Heute haben sich gleich zwei Verkäufer bei mir gemeldet:

"Herr Schmeh, in einem Podcast wurde gesagt, dass es bei dem Verkauf einer Hausverwaltungsfirma üblich sei, den Kaufpreis über mehrere Jahre verteilt zu zahlen. Stimmt das?"

Meine klare Antwort:

Bei den meisten gut aufgestellten Hausverwaltungsfirmen erfolgt die Kaufpreiszahlung als Einmalzahlung zum Übergabezeitpunkt.

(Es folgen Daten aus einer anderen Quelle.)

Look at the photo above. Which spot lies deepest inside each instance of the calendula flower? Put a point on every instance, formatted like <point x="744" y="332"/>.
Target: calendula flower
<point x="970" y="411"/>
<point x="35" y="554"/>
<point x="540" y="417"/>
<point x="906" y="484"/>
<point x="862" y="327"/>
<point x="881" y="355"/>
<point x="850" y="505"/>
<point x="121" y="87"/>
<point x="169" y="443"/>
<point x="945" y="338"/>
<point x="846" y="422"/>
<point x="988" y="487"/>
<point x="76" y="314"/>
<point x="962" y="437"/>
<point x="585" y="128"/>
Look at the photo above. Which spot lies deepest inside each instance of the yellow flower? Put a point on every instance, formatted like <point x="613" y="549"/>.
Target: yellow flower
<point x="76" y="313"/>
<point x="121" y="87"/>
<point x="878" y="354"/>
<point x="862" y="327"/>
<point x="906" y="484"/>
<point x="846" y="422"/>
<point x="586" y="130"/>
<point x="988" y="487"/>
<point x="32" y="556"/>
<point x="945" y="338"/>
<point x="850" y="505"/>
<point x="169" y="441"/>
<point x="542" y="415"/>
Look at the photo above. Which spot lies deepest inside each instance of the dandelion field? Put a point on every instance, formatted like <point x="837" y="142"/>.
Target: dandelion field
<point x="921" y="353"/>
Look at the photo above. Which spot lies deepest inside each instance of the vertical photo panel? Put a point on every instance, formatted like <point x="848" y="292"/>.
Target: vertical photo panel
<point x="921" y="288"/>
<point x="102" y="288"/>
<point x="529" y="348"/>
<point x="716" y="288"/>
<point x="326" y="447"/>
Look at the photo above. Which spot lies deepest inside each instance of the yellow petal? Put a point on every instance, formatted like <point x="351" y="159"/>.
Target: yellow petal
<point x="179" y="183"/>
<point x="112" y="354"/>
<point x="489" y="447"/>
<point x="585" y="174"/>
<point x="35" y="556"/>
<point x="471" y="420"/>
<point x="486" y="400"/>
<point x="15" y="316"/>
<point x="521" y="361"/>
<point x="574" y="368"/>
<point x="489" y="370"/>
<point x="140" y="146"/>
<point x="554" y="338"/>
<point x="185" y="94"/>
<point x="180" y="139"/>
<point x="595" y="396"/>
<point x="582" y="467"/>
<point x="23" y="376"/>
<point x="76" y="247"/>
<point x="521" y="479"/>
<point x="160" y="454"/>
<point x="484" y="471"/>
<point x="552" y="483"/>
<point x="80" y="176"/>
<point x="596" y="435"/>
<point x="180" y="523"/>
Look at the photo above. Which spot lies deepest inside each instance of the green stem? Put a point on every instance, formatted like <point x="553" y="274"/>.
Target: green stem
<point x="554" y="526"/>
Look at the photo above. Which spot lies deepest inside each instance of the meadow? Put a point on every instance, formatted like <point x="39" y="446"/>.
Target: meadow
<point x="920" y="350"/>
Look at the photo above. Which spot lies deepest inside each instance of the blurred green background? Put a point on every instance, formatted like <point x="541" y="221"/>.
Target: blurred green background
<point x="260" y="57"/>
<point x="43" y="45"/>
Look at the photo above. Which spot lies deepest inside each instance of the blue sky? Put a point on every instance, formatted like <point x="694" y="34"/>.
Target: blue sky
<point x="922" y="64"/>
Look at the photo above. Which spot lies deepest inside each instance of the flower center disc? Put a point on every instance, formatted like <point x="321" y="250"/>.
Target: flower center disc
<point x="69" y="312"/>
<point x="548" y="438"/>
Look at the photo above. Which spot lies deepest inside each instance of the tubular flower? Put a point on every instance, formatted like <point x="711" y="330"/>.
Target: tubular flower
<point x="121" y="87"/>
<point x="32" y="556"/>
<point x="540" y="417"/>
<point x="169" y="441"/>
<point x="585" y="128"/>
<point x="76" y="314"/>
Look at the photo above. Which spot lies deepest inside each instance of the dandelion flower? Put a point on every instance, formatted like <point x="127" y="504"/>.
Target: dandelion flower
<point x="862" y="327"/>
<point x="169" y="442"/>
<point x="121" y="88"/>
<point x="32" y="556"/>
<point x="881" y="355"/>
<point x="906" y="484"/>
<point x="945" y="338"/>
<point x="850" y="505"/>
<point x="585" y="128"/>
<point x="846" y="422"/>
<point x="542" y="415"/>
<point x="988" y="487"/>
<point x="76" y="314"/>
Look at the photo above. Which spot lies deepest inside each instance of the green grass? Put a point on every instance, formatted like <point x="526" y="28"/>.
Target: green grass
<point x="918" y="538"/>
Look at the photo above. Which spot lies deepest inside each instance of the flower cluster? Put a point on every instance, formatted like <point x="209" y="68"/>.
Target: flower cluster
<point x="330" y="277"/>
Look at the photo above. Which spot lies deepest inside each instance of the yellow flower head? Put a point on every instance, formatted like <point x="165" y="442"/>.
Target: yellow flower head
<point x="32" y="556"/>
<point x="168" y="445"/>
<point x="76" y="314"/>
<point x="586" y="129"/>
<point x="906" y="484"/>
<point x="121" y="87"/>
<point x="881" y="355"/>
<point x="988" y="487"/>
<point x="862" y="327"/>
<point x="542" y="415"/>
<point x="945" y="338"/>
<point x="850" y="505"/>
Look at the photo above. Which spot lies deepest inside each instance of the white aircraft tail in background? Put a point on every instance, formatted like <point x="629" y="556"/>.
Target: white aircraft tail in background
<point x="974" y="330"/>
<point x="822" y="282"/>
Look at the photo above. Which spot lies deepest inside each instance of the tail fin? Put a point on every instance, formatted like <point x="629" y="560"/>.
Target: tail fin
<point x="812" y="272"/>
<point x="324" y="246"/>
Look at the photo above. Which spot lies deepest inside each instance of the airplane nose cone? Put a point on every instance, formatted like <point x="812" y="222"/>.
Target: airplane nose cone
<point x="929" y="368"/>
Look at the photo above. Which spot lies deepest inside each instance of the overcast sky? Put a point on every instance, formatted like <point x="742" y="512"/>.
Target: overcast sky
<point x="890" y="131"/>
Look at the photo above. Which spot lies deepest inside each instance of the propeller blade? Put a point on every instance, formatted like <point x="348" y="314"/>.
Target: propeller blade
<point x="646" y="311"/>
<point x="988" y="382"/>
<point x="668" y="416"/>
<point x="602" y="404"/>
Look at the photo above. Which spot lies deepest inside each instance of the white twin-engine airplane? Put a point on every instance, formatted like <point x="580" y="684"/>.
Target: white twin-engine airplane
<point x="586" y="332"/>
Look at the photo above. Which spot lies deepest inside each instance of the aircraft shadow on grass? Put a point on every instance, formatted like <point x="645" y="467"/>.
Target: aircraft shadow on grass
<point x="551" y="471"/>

Und genau das empfehle ich Verkäufern grundsätzlich auch.

Warum?

Weil der Verkäufer damit unmittelbar Klarheit und Sicherheit hat. Der Kaufpreis ist bezahlt, die Transaktion abgeschlossen und beide Seiten können sich auf ihre jeweiligen Aufgaben konzentrieren. Zudem hat der Verkäufer üblicherweise keine Mitwirkungsmöglichkeiten mehr an einem zukünftigen Geschäftserfolg.

Es gibt allerdings Ausnahmen.

Zum Beispiel:
▪ wenn erhebliche Unsicherheiten über den künftigen Kundenbestand bestehen

▪ wenn die Hausverwaltung in den vergangenen Jahren Probleme hatte und deshalb mit spürbaren Kundenverlusten gerechnet werden muss

▪ wenn sogenannte Change-of-Control-Klauseln in Verwalterverträgen oder Bestellungsbeschlüssen vorhanden sind

▪ oder wenn Käufer und Verkäufer bewusst ein Modell mit erfolgsabhängigen Kaufpreisbestandteilen vereinbaren

Diese Fälle sind jedoch die Ausnahme und nicht die Regel.